L’épidémie a semé la panique dans la population. Nombre d’entre eux se rendent sur les marchés traditionnels pour s’approvisionner en médicaments contre les maladies d’origine hydrique.
« J’évite autant que possible l’eau du robinet. Il y a trop de maladies maintenant », a déclaré Robert Elame, un habitant de la région.
« Nous n’en avons pas fini avec la COVID-19, et déjà la typhoïde et le choléra essaient de nous tuer. Mon frère et ma petite amie ont récemment contracté la typhoïde. J’essaie de me guérir de cette même maladie. Notre eau n’est pas potable pour cuisiner ou laver nos aliments. »
Craintes concernant l’eau du robinet
De nombreuses personnes ont également exprimé leurs craintes concernant l’eau du robinet.
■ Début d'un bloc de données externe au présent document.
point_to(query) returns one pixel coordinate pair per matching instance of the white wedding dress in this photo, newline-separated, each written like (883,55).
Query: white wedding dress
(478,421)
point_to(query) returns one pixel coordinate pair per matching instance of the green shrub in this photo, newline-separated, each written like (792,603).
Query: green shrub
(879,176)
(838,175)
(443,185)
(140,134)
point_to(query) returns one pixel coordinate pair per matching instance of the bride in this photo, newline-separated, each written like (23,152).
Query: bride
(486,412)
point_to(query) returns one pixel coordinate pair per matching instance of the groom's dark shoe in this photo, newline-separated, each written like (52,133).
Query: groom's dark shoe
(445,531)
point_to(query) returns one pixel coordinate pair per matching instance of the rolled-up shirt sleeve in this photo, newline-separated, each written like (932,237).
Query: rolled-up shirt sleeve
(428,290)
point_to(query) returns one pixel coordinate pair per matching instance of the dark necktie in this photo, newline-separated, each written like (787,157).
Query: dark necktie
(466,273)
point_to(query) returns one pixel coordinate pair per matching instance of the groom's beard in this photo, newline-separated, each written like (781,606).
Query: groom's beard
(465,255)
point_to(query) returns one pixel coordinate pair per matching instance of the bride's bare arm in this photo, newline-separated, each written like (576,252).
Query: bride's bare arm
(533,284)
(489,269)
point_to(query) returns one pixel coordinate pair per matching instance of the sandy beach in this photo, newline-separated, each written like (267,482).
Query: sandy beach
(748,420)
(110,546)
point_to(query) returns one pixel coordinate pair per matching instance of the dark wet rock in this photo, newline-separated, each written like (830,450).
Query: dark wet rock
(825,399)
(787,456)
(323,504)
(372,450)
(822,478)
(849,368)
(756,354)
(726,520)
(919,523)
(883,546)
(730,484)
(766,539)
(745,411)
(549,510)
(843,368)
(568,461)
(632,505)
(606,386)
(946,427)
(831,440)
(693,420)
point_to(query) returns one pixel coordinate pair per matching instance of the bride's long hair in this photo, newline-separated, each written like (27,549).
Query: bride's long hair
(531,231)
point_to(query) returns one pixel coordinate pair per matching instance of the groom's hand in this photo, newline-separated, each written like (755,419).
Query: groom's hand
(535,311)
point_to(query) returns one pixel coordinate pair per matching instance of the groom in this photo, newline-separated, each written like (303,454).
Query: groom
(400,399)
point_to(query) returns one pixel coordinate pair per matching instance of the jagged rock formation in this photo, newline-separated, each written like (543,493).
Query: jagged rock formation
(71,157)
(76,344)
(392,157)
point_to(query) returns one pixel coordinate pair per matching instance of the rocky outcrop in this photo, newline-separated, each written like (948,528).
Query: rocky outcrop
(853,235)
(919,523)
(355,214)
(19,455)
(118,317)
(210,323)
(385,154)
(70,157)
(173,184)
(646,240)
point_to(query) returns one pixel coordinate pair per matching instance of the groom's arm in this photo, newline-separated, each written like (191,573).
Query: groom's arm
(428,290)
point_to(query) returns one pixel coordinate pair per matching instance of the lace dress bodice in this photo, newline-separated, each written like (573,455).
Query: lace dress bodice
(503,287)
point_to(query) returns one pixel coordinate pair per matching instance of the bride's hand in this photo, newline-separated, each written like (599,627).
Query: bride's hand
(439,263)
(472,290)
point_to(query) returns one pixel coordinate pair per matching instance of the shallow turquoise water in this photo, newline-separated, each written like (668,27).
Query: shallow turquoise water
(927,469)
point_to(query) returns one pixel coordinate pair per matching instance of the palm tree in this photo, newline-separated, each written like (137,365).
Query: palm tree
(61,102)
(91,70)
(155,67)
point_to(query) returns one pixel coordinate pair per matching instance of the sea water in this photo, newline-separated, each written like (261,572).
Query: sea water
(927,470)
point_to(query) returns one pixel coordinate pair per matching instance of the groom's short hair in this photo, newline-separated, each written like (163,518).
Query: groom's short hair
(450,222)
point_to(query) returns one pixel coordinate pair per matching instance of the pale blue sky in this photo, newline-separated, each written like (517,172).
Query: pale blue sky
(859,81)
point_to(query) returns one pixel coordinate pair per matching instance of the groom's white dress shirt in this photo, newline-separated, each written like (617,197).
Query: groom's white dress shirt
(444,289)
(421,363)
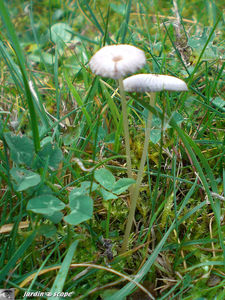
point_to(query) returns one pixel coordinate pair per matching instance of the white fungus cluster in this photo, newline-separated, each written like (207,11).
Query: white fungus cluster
(153,83)
(117,61)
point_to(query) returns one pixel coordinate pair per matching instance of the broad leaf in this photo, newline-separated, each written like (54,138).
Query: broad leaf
(21,149)
(24,179)
(45,204)
(107,195)
(81,209)
(50,154)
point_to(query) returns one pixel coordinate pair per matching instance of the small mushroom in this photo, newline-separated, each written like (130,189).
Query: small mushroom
(153,83)
(142,83)
(116,61)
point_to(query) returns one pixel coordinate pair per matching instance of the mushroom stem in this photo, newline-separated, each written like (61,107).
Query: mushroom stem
(136,190)
(125,127)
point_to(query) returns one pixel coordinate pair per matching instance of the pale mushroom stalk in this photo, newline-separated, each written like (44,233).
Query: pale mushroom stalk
(136,190)
(125,128)
(146,83)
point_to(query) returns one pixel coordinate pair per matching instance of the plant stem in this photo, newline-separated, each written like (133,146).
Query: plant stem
(125,128)
(136,190)
(108,219)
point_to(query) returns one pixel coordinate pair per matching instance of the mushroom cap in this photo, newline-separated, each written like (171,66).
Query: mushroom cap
(153,83)
(116,61)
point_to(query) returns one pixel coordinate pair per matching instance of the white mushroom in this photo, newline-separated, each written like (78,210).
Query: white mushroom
(116,61)
(153,83)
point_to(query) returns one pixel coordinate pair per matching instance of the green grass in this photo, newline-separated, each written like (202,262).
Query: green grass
(176,248)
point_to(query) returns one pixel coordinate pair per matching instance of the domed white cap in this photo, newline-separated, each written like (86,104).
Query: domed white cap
(117,61)
(153,83)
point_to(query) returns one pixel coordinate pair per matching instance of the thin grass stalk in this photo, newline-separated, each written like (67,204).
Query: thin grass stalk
(136,191)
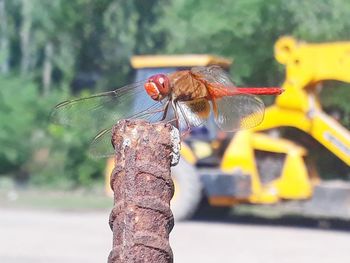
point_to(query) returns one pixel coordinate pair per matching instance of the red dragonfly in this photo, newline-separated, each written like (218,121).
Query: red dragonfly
(191,95)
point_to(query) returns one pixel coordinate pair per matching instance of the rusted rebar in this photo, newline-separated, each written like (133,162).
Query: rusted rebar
(141,219)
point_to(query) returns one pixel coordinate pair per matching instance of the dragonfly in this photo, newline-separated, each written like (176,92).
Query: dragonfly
(192,95)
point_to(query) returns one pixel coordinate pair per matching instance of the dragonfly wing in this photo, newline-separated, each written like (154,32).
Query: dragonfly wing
(101,145)
(238,112)
(193,113)
(102,109)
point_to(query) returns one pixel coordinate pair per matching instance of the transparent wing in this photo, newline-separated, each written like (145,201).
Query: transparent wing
(214,75)
(102,109)
(101,146)
(238,112)
(193,113)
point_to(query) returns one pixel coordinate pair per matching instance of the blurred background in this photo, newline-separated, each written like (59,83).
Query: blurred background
(54,50)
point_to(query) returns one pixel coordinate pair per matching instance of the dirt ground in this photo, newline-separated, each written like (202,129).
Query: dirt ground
(36,236)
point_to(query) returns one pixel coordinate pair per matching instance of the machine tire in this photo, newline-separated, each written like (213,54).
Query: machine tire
(188,191)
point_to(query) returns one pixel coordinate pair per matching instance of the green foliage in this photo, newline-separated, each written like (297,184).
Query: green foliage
(29,144)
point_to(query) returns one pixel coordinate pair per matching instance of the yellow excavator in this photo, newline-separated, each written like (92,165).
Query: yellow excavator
(257,167)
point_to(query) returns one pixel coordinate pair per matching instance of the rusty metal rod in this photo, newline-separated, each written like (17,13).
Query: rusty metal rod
(141,219)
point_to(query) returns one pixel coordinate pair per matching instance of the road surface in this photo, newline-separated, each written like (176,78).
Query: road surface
(57,237)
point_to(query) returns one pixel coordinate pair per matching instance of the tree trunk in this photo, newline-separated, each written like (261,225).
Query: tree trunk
(25,36)
(4,41)
(47,68)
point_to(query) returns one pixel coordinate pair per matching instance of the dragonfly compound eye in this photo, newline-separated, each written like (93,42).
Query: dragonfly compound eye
(158,86)
(163,84)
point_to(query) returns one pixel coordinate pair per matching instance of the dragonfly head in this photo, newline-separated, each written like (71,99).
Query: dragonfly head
(158,86)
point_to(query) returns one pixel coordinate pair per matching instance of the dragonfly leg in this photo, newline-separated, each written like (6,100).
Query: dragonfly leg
(165,110)
(173,104)
(188,129)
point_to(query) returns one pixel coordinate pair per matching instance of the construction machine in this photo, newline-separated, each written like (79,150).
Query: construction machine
(259,166)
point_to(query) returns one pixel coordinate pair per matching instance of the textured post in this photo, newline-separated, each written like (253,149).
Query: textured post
(141,219)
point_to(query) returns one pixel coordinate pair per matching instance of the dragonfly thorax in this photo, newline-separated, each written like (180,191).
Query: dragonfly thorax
(158,86)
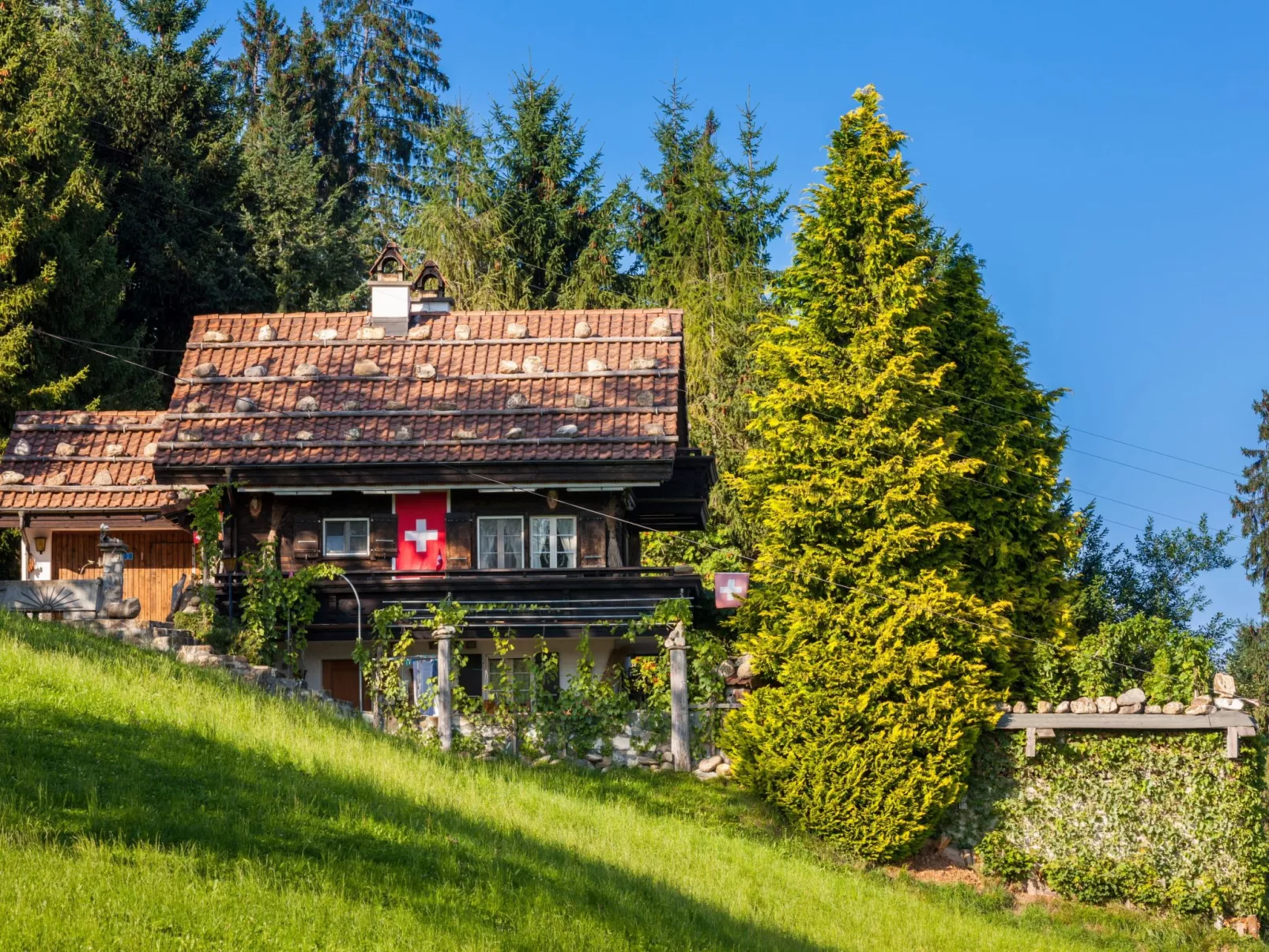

Ceux qui ne pouvaient pas se payer de l’eau minérale pensaient qu’ils seraient morts depuis longtemps s’ils devaient s’inquiéter de l’eau qu’ils buvaient.
Citée par la presse locale, la Cameroon Water Utilities Corporation (Camwater), la société nationale d’approvisionnement en eau et d’assainissement, a défendu le « contrôle strict » et la qualité de son eau, affirmant que les zones gravement touchées par le choléra ne sont pas couvertes par son réseau d’approvisionnement, tandis que « certaines qui sont couvertes sont entrelacées avec d’autres réseaux d’eau communautaires comme à Limbe, Buea et Tiko », des villes de la zone anglophone.
À Douala, où Hermes Eboko étudie la sociologie à l’Université de Douala, il dit être fréquemment témoin de plusieurs jours de coupures d’eau à la fois, comme le vérifient les habitants de nombreuses autres villes.
Camwater ne remplit pas ses responsabilités et est malhonnête avec le public, dit-il, c’est pourquoi les gens ont recours à des alternatives telles que le forage de puits, parfois dans des environnements peu hygiéniques.
« La lutte pour l’eau potable est incessante et déchirante au Cameroun », a déclaré M. Ntui, faisant référence aux populations du nord du pays qui n’ont pas été épargnées par le choléra, l’insécurité et la sécheresse.